We never have enough data because new uses for AI appear every day, be that new translation engines for under-resourced languages, specialized (in-domain) translation engines for a particular field with specific terminology, or monolingual AIs with many usages like summarization, style-correction or information extraction- to name a few.

How large is the Corpus so far?
Pangeanic has reached the impressive mark of translation alignments and the automated system we’ve set in place is currently acquiring some 3M new alignments per day.

For every language pair we acquire, at least 20M alignments have no specific domain. We also acquire resources for main language modes (vernacular, assertive, formal,…) and variations (dialects).

How has Pangeanic reached this milestone?
The main bulk of the corpus is acquired by crawling or mining open source repositories. We’ve set up a farm of servers (up to 50) to crawl the repositories and to try to establish the alignments. Because we want clean data, every possible alignment is submitted to an NLP service in order to check the quality of its alignment, to be normalized and eventually anonymized. The NLP service basically works as a filter letting only 25% of the alignments into the corpus.

More specific alignments have been acquired from internal Pangeanic resources (client donations, data organizations and public repositories from the EU, the UN and UN agencies, European Central Bank, national institutes of statistics ).

How has Pangeanic compiled this data in relation to recent GDPR legislation?
All data is aggressively anonymized unless the repository storing it marks the data as fully open and reusable. Aggressive anonymization means that acquired data is stripped off all tokens (names, entities, dates, numbers, addresses, …) which may hint at the original source or convey personal or private data. Also, context is lost as we work at segment level. A final measure is to completely reject any segment with less than 100% certainty on anonymity.

Why would you say that language data is important in this day and age?
Data, in general, is a valuable asset. Increasingly, companies are evaluated by the data that they own. We are expecting to see efforts in data acquisition not only by companies, but also by officials or open source organizations at national or multinational levels.

What plans does Pangeanic have for its compilation of language data?
This is going to be a continuous effort. Once we reach the 20-30M alignments for the 50 most widely-spoken human languages, starting with English, we begin acquiring data in specific domains (legal, dialogues for films, life-sciences, energy, engineering…). We also have a plan to generate synthetic alignments triangulating the corpus to generate 10-100 times indirect data.

All that data… it seems like a huge amount. How do you organize and manage it?
We use ActivaTM, which works as a large-scale memory translation database capable of storing data in its monolingual or multilingual format. That database has been selected as the database of choice for EU Member States’ national language repositories coming from public translation contracts in a recent EU contract.

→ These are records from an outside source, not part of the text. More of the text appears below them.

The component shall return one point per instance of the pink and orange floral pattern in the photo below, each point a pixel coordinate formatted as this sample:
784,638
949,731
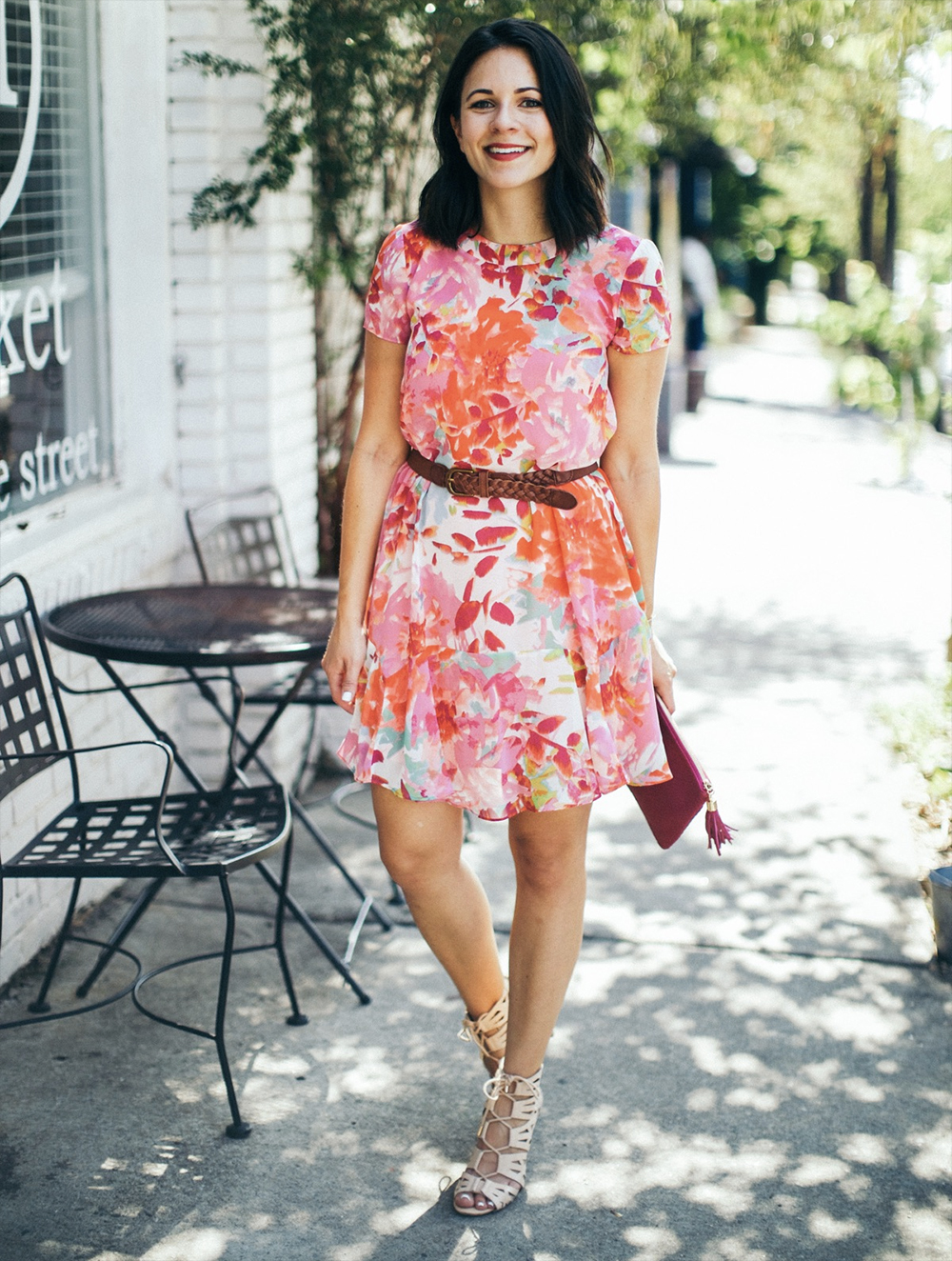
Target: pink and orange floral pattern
507,665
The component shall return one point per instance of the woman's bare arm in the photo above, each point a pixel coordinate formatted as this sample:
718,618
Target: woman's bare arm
379,451
630,464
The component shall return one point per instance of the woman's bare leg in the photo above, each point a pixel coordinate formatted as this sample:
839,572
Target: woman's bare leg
548,851
420,844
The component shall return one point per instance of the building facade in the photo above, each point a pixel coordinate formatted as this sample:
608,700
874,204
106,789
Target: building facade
144,366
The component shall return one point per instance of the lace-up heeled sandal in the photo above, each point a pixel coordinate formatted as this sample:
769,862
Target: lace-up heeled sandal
488,1031
497,1164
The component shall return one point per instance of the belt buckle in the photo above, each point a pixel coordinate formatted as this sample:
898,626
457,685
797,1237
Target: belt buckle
450,474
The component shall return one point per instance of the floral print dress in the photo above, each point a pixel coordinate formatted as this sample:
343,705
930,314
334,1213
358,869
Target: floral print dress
508,658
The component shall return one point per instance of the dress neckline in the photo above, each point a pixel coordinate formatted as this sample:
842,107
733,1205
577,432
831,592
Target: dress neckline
511,255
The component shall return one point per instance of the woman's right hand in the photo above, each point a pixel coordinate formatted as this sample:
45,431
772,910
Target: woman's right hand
343,662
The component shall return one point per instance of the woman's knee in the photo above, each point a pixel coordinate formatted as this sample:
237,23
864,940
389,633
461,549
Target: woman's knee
548,851
418,840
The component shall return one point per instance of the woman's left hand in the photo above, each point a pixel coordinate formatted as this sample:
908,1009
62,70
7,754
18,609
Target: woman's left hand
664,671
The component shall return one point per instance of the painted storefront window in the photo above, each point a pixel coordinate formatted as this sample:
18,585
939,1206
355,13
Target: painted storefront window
54,428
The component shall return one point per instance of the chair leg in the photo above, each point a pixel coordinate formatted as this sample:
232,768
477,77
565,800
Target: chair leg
237,1129
129,921
39,1003
296,1016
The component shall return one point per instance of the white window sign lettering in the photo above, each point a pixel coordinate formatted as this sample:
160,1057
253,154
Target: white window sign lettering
54,427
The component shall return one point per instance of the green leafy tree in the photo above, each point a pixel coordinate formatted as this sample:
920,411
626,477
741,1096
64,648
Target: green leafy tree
350,86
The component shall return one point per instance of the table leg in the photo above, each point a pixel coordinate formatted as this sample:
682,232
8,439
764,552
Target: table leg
309,927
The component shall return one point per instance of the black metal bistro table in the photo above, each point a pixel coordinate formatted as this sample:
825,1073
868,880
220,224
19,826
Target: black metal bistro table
195,629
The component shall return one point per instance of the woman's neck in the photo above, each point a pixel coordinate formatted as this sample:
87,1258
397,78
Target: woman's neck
513,216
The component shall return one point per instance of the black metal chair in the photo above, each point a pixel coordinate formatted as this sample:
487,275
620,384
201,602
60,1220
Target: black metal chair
164,836
242,537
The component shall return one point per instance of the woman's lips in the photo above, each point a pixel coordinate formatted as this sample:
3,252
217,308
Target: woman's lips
506,154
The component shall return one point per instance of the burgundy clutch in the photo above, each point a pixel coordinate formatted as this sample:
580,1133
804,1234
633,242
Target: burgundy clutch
668,808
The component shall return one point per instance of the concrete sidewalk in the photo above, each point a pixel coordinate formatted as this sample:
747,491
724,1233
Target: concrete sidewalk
753,1058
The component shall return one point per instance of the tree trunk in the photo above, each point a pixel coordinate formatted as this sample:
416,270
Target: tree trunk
867,199
879,206
890,190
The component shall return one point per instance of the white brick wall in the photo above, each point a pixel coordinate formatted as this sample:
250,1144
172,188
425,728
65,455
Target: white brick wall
226,302
242,322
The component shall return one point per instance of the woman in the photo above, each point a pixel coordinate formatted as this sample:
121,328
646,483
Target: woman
493,638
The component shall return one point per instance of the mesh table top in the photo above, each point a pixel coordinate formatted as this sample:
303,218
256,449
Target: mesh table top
198,626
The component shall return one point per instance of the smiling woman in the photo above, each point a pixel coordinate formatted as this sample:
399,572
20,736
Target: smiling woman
528,92
493,637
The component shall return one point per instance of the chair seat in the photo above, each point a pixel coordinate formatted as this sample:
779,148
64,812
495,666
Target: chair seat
209,832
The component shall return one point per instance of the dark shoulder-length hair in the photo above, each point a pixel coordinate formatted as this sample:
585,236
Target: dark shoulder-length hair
575,187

What is in store for the future for language data and AI?
I believe that we are at the dawn of a new era with AI, you only have to look at recent advances in language processing and the importance of some language-based companies in Asia and the US. Every day, new specialised hardware appears which makes data gathering, selection by domain and auto-categorization, training and cleaning faster and more easily available. Language is an essential communication tool used by all people. AI and neural systems help not only to bridge language gaps, they also help to extract knowledge from millions of inputs, find trends, preferences and soon, use those millions of aligned sentences to predict.